Myocardial infarction risk with IBD

Aug 20, 2019 - E-Mentoring in IBD | Volume 12 • 2019

Issue 16

Clinical Question

Is IBD a risk factor for myocardial infarction?

Editor’s Bottom Line

Patients with inflammatory bowel disease could benefit from our attention to modifiable cardiovascular risk factors.

Reference

Panhwar MS, Mansoor E, Al-Kindi SG, et al. Risk of Myocardial Infarction in Inflammatory Bowel Disease: A Population-based National Study. Inflamm Bowel Dis. 2019;25(6):1080–87; https://doi.org/10.1093/ibd/izy354

Synopsis

To shed light on the association between IBD and myocardial infarction (MI), researchers at the Cleveland Medical Center reviewed data from 29,090,220 patient records included in a commercial database of 26 health care systems in the United States. They identified 131,680 adults with ulcerative colitis (UC) and 158,750 with Crohn’s disease (CD) with follow-up over a five-year period.

Findings showed the five-year prevalence of MI was 6.7% among UC patients and 8.8% among CD patients, compared to 3.3% among patients without IBD, yielding more than a two-fold increase in the odds of MI for those with UC (Odds ratio: 2.09; 95% Confidence Interval [CI]: 2.04–2.13; P<0.05) and an even higher risk among CD patients (OR: 2.79; 95% CI: 2.74–2.85; P<0.05). However, they noted common cardiovascular risk factors were also more common among IBD patients.

IBD patients aged 30–34 had the highest relative increase in risk of MI (OR: 12.05; 95% CI: 11.16–13.01), and this dropped with age (OR for 65 years of age or older: 2.08; 95% CI: 2.04–2.11; P<0.05).

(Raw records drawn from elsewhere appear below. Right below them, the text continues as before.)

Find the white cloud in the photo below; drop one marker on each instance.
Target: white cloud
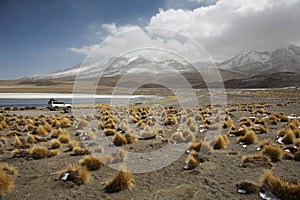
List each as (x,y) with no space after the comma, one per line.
(224,29)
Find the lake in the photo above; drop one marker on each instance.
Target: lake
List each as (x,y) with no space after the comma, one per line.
(41,99)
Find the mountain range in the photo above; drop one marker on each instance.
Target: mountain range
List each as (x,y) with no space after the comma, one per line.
(276,68)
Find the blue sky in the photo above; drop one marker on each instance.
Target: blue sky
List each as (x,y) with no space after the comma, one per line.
(36,35)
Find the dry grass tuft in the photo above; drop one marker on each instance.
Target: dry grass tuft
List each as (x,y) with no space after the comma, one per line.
(255,161)
(91,162)
(147,133)
(275,153)
(109,132)
(247,187)
(220,142)
(289,137)
(228,123)
(40,152)
(130,138)
(123,180)
(8,169)
(6,183)
(80,151)
(64,138)
(191,162)
(82,123)
(76,174)
(55,144)
(119,139)
(171,120)
(249,138)
(240,132)
(41,130)
(280,188)
(202,147)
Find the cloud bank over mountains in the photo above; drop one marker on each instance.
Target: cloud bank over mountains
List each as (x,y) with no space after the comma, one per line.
(224,29)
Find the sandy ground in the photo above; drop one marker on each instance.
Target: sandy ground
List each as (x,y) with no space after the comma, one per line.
(213,179)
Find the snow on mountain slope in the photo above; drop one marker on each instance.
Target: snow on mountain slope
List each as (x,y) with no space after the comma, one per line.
(121,65)
(285,59)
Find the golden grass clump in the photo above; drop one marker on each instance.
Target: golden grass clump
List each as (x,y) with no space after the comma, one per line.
(48,127)
(65,122)
(55,144)
(130,138)
(247,187)
(249,138)
(39,152)
(280,188)
(109,132)
(220,142)
(8,169)
(82,123)
(106,158)
(20,153)
(6,183)
(76,174)
(260,129)
(147,133)
(275,153)
(188,134)
(171,120)
(246,122)
(239,132)
(297,155)
(284,118)
(20,143)
(91,162)
(228,123)
(80,151)
(256,161)
(191,162)
(289,137)
(119,156)
(178,137)
(41,130)
(3,124)
(101,125)
(122,180)
(119,139)
(202,147)
(64,138)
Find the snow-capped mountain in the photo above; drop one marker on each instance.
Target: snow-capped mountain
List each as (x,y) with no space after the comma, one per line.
(285,59)
(121,65)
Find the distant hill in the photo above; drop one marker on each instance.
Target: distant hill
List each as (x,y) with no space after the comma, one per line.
(285,59)
(276,68)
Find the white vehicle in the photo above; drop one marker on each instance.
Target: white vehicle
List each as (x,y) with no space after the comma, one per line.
(58,105)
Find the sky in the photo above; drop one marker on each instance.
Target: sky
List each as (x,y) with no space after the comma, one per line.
(42,36)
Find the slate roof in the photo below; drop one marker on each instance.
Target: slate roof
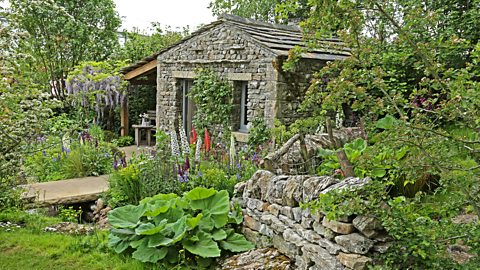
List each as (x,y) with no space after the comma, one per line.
(277,38)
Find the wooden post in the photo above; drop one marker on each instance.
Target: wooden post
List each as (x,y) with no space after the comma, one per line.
(124,118)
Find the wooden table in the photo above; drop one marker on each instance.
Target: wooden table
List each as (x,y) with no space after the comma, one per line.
(138,133)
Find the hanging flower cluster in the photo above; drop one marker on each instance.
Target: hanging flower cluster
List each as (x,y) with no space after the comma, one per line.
(96,86)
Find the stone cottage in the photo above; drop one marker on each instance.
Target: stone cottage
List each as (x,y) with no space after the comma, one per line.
(248,53)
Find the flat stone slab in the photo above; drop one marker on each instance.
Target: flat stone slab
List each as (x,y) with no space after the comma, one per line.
(69,191)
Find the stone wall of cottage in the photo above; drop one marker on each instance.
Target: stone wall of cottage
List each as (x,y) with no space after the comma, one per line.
(273,218)
(228,52)
(233,55)
(292,86)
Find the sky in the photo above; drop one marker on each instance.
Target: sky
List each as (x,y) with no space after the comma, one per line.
(174,13)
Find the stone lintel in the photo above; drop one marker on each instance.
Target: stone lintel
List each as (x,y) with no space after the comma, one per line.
(230,76)
(239,76)
(183,74)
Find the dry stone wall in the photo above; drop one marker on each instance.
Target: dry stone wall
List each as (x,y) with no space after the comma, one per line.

Multivariate analysis controlling for age, race, sex, and known cardiovascular risk factors, such as dyslipidemia, diabetes, hypertension, smoking and obesity, suggested that IBD itself is an independent risk factor for MI (OR: 1.25; 95% CI: 1.24–1.27; P<0.0001).

The authors said the findings require validation in a prospective study, but the results highlight the need to aggressively manage cardiovascular risk factors in IBD patients.

Details

Study Design: Retrospective population-based
Funding: Not disclosed
Allocation: Not applicable
Setting: Multicenter database
Level of Evidence: 2b (Oxford Levels of Evidence)

The summary and conclusion in this issue of E-mentoring in IBD pertains to the manuscript(s) being reviewed, and should be considered in the context of what is already known surrounding the topic and incorporated into practice as deemed appropriate by the individual learner.